# johnson beach night fishing



## xxxxxxxxxxxxxxxxxxxxxxxfish4fun (Oct 22, 2007)

another slow night, but my son landed this drum and gigged a flounder on the bay side.


----------



## Kookmeyer (Aug 22, 2009)

I live on Innerarity Point. Are you fishing in the Gulf Sores National Park or the Public Access area, down the street from The Reef? What kind of set-up are you using? Would love to stop by next time you head out, maybe learn a thing or two.


----------



## xxxxxxxxxxxxxxxxxxxxxxxfish4fun (Oct 22, 2007)

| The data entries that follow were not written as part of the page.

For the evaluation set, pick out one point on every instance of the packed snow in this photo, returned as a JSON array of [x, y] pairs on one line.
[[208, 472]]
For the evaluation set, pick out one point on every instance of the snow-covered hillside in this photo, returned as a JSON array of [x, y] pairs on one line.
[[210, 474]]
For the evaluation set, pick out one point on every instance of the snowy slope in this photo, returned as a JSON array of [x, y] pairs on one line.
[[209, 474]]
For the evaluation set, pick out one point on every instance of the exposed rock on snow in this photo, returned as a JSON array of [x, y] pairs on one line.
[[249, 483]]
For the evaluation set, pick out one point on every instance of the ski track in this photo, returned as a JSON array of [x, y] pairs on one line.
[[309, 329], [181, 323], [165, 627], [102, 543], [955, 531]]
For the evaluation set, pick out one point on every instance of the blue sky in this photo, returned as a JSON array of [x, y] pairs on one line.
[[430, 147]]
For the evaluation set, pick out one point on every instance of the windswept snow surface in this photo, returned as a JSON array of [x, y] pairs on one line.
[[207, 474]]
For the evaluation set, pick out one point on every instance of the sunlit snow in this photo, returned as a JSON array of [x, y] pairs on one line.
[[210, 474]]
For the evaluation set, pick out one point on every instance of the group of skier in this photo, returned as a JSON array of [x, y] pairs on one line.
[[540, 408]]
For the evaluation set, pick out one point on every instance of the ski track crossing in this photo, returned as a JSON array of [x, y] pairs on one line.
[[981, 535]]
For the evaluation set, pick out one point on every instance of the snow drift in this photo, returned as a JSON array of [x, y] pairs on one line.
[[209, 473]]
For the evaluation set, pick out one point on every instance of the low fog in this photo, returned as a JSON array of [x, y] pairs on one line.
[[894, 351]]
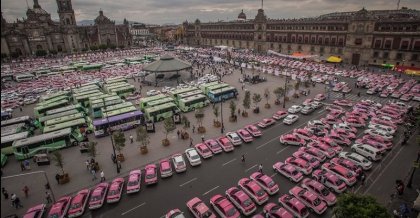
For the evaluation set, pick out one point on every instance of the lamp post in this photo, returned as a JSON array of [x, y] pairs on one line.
[[108, 130]]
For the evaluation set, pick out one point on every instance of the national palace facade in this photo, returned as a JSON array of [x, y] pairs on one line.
[[361, 37], [39, 32]]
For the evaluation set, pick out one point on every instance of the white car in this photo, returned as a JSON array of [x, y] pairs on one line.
[[290, 119], [384, 128], [193, 157], [294, 109], [152, 92], [234, 138], [357, 159], [376, 132], [367, 151], [179, 163]]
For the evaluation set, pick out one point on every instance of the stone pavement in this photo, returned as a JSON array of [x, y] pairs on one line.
[[75, 161]]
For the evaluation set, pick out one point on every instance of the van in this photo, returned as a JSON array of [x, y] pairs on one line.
[[367, 151]]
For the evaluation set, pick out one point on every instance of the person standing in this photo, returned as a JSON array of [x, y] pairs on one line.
[[4, 192], [102, 176], [26, 191]]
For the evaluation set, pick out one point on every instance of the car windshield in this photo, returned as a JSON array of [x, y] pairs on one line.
[[325, 192], [247, 202], [75, 205]]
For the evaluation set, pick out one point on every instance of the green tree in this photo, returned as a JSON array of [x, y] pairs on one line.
[[232, 107], [279, 92], [353, 205], [169, 126], [142, 136], [58, 159], [247, 100], [119, 140]]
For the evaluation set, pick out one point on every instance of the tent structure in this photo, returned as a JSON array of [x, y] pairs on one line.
[[334, 59], [166, 64]]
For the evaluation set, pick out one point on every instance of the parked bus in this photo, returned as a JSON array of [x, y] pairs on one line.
[[23, 77], [119, 122], [40, 110], [118, 111], [24, 119], [175, 94], [40, 123], [97, 105], [160, 112], [192, 102], [7, 142], [13, 129], [78, 126], [223, 93], [144, 102], [45, 98], [204, 86], [115, 80], [77, 107], [27, 148], [124, 91]]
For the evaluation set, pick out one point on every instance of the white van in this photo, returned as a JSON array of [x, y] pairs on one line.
[[367, 151]]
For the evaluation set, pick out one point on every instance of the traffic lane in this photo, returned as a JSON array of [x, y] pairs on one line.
[[175, 196]]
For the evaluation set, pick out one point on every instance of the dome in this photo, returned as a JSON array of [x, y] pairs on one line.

Fishing surf side in Gulf Sores National Park , drum caught on surf side and flounder ICW side.No special rigs, just pompano type with oversized hooks and some withrunning sinker set up.Secret weapon , Patience and right time right place.


----------



## J.Sharit (Oct 3, 2007)

NIce catch always fun at night never know what you might get......


----------



## Kookmeyer (Aug 22, 2009)

Thanks for the tip. I headed over to Johnson Beach and caught this nice size Black Drum at 7PM Monday, about 20 yds from the shore on a Pompano Jig.


----------



## xxxxxxxxxxxxxxxxxxxxxxxfish4fun (Oct 22, 2007)

NICE,VERY VERY NICE


----------



## jim t (Sep 30, 2007)

GREAT reports... GREAT pics!!!:bowdown:bowdown:letsparty

Thanks for the "patterns" too. 

DoubleD was saying today that he has caught Bull Dolphin, BFT, Spanish Macks, and yes, today, even POMPANO on pompano jigs...

Jim


----------